O Pará. O Petróleo. O Bloco 59. A Petrobrás. O Ibama e o Impasse



 Mais um capítulo da novela da exploração de petróleo no Pará : Um parecer técnico do Instituto Brasileiro do Meio Ambiente e Recursos Naturais Renováveis (Ibama) recomenda que seja negado o pedido da Petrobras para furar um poço em busca de petróleo no chamado bloco 59, na bacia da foz do Amazonas, a cerca de 160 quilômetros da costa do Oiapoque, entre o Pará e o Amapá. 

O documento, de acesso restrito por envolver a etapa de conclusão do caso, foi protocolado no dia 20 de abril. Ele afirma que o empreendimento é inviável do ponto de vista ambiental e pede o indeferimento da licença e o arquivamento do processo de licenciamento da prospecção no bloco 59, que já se arrasta há nove anos.

Assinado por toda a equipe técnica encarregada do licenciamento do bloco 59, o parecer é um dos documentos que vai embasar uma decisão do presidente do Ibama, Rodrigo Agostinho, sobre a concessão ou não da licença de operação à Petrobras. O texto cita lacunas na previsão dos impactos da atividade nas três terras indígenas da região do Oiapoque e incertezas no plano apresentado pela estatal para atendimento à fauna, em caso de acidente com derrame de óleo – numa área em que há espécies endêmicas ameaçadas e correntes marítimas particularmente fortes. 

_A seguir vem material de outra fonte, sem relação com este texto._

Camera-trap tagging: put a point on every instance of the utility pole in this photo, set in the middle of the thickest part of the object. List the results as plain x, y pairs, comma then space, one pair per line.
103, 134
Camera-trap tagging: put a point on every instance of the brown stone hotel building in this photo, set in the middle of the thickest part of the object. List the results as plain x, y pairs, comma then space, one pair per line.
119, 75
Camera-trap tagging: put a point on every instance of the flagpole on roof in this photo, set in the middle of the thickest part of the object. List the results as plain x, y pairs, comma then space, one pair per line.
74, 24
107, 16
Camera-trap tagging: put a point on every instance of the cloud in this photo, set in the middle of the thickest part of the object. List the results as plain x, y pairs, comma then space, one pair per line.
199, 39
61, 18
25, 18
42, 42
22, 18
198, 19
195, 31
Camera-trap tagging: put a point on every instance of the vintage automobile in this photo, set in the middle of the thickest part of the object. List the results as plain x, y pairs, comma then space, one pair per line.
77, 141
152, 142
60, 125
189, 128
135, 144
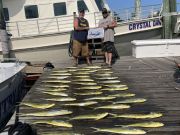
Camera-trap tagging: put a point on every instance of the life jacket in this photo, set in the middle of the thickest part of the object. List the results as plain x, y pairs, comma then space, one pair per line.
81, 35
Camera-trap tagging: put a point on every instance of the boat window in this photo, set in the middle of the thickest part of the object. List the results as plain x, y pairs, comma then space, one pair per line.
6, 14
60, 9
100, 4
31, 11
82, 5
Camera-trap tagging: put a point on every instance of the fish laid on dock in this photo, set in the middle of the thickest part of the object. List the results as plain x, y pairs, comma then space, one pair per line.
133, 100
82, 104
145, 125
90, 116
115, 89
90, 88
115, 85
56, 94
151, 115
83, 80
116, 106
125, 131
48, 113
86, 84
38, 105
60, 74
123, 95
93, 67
56, 86
54, 123
57, 77
106, 78
101, 98
61, 99
56, 81
89, 93
111, 81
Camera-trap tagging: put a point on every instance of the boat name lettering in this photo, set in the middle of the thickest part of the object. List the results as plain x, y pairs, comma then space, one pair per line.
144, 25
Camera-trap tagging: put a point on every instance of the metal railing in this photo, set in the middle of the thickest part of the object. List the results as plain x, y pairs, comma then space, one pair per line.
35, 27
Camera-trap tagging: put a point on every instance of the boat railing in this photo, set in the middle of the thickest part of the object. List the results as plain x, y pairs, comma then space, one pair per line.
44, 26
145, 12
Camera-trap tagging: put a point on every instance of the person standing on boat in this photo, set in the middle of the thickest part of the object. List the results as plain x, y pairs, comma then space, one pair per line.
108, 23
81, 27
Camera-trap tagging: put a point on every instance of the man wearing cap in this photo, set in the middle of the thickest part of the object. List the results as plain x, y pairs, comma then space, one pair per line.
81, 27
108, 23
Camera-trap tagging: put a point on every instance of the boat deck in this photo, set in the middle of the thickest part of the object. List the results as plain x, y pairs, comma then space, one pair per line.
150, 78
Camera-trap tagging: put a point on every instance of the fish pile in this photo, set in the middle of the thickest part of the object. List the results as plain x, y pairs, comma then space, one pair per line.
63, 97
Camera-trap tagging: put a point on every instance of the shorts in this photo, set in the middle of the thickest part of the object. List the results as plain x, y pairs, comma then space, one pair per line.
108, 47
80, 47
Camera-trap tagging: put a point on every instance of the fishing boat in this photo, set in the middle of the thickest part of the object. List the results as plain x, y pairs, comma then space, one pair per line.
41, 29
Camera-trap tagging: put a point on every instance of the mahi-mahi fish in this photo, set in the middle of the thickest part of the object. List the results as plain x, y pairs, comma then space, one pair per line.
106, 78
47, 113
116, 106
101, 98
110, 81
150, 124
54, 123
132, 100
38, 105
89, 93
125, 131
56, 81
115, 89
61, 99
56, 93
150, 115
81, 104
56, 86
91, 116
115, 85
123, 95
90, 88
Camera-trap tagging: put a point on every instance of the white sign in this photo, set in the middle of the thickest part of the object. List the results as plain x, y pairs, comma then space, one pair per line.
96, 33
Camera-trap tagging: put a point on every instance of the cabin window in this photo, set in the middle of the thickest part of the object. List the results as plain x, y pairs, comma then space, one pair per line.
82, 5
31, 11
6, 14
100, 4
60, 9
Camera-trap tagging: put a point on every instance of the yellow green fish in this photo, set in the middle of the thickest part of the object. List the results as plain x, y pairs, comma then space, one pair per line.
56, 81
124, 131
107, 78
90, 88
54, 123
133, 100
60, 74
91, 116
116, 85
115, 89
93, 67
145, 124
116, 106
48, 113
56, 93
101, 98
123, 95
81, 104
111, 81
56, 86
89, 93
38, 105
151, 115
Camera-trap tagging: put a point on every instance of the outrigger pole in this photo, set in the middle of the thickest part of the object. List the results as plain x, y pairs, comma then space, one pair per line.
3, 34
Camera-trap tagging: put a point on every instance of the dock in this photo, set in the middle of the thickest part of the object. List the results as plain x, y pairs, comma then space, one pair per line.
149, 78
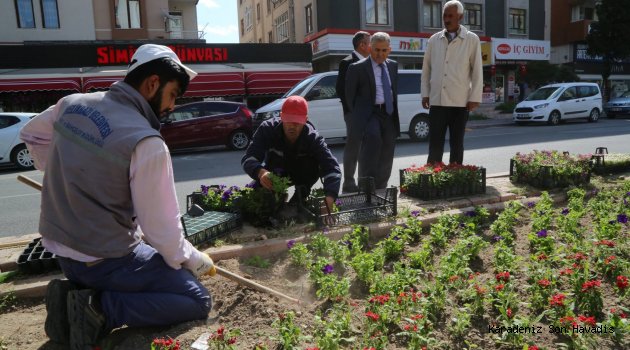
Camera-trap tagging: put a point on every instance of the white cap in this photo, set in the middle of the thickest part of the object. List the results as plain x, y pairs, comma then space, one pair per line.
149, 52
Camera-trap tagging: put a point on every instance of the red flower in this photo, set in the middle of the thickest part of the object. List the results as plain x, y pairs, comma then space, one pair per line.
503, 276
590, 285
589, 320
622, 282
372, 315
557, 300
544, 283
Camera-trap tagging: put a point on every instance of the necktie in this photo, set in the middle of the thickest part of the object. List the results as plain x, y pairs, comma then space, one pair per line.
387, 91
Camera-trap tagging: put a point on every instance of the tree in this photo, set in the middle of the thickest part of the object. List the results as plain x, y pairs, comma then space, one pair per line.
609, 37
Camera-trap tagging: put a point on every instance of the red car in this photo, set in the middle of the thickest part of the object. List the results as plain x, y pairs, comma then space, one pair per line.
213, 123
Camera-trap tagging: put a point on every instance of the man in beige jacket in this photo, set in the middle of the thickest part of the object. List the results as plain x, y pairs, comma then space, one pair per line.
452, 83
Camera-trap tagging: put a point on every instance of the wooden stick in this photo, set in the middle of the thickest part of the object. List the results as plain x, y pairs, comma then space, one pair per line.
225, 273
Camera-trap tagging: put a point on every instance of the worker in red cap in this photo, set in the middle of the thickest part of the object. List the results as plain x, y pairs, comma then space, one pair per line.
290, 146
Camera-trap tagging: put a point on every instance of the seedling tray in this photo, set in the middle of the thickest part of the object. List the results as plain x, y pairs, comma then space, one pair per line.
354, 208
35, 259
209, 226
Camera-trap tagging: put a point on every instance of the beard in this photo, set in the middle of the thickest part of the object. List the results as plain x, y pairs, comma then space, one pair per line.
156, 103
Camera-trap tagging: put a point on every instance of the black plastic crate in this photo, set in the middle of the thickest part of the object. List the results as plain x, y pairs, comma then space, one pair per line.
547, 177
209, 226
362, 207
426, 190
36, 259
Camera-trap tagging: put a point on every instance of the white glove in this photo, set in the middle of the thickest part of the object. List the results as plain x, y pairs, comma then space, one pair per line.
200, 264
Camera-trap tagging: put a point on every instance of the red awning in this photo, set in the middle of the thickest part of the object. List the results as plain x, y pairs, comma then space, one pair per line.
99, 83
216, 84
40, 84
273, 83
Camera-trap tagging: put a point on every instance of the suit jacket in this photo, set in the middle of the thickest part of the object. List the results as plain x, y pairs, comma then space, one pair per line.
361, 93
341, 78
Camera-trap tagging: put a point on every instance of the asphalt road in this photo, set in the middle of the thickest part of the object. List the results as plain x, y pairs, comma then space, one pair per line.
491, 147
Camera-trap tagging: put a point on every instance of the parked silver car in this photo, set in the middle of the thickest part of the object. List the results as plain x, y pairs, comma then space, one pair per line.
618, 105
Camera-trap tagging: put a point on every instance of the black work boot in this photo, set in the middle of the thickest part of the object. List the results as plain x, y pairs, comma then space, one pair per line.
57, 327
87, 323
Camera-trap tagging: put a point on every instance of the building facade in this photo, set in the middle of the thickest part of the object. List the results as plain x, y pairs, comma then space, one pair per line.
568, 44
512, 32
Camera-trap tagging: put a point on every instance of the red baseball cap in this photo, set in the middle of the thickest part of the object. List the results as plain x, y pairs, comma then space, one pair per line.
294, 110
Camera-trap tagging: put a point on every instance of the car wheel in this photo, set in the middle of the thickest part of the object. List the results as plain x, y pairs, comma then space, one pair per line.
594, 116
419, 128
21, 157
239, 140
554, 118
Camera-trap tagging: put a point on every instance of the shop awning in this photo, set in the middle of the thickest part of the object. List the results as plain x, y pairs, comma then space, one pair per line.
216, 84
40, 84
273, 83
99, 83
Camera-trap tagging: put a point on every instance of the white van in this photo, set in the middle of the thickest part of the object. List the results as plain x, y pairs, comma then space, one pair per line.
326, 113
557, 102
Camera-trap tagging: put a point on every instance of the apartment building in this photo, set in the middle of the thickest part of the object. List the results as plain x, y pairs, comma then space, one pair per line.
513, 32
568, 44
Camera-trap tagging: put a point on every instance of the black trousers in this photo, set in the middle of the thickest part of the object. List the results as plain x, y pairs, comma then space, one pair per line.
441, 118
376, 157
350, 152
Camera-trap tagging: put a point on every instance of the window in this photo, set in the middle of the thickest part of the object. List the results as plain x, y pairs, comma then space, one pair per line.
433, 14
50, 13
127, 14
472, 16
377, 11
248, 18
308, 12
282, 27
516, 22
24, 12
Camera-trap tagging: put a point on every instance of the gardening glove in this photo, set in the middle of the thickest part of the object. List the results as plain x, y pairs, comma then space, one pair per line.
201, 264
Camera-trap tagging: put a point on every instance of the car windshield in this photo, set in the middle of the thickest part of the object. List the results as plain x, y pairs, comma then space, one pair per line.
299, 87
543, 94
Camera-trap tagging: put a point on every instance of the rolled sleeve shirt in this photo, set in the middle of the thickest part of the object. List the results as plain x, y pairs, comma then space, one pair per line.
452, 72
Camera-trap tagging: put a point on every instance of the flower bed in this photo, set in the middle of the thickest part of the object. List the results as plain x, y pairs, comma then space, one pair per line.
610, 163
550, 169
442, 181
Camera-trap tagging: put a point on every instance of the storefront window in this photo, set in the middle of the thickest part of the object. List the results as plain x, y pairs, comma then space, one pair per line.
127, 14
433, 14
24, 9
50, 13
377, 11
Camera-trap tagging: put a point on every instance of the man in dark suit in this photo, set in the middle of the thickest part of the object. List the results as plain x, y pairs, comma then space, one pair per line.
372, 98
361, 44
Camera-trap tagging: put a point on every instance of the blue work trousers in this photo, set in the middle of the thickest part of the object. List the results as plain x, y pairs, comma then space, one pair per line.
140, 289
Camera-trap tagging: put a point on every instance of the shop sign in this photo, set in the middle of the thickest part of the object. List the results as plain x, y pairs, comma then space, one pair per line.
521, 49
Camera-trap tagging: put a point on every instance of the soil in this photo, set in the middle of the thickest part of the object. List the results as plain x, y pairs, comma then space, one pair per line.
235, 307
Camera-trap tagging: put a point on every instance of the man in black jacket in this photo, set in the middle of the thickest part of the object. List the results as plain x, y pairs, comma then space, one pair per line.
361, 44
371, 90
290, 146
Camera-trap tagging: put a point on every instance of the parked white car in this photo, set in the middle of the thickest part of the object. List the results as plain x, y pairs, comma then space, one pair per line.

Lembra também que o empreendimento é cercado por insegurança técnica e jurídica por não ter sido feita uma avaliação mais ampla da compatibilidade entre a indústria petrolífera e todo o contexto social e ambiental da região, com a utilização de instrumentos como a Avaliação Ambiental de Área Sedimentar (AAAS), que foi estabelecida em portaria de 2012 dos ministérios do Meio Ambiente e Minas e Energia.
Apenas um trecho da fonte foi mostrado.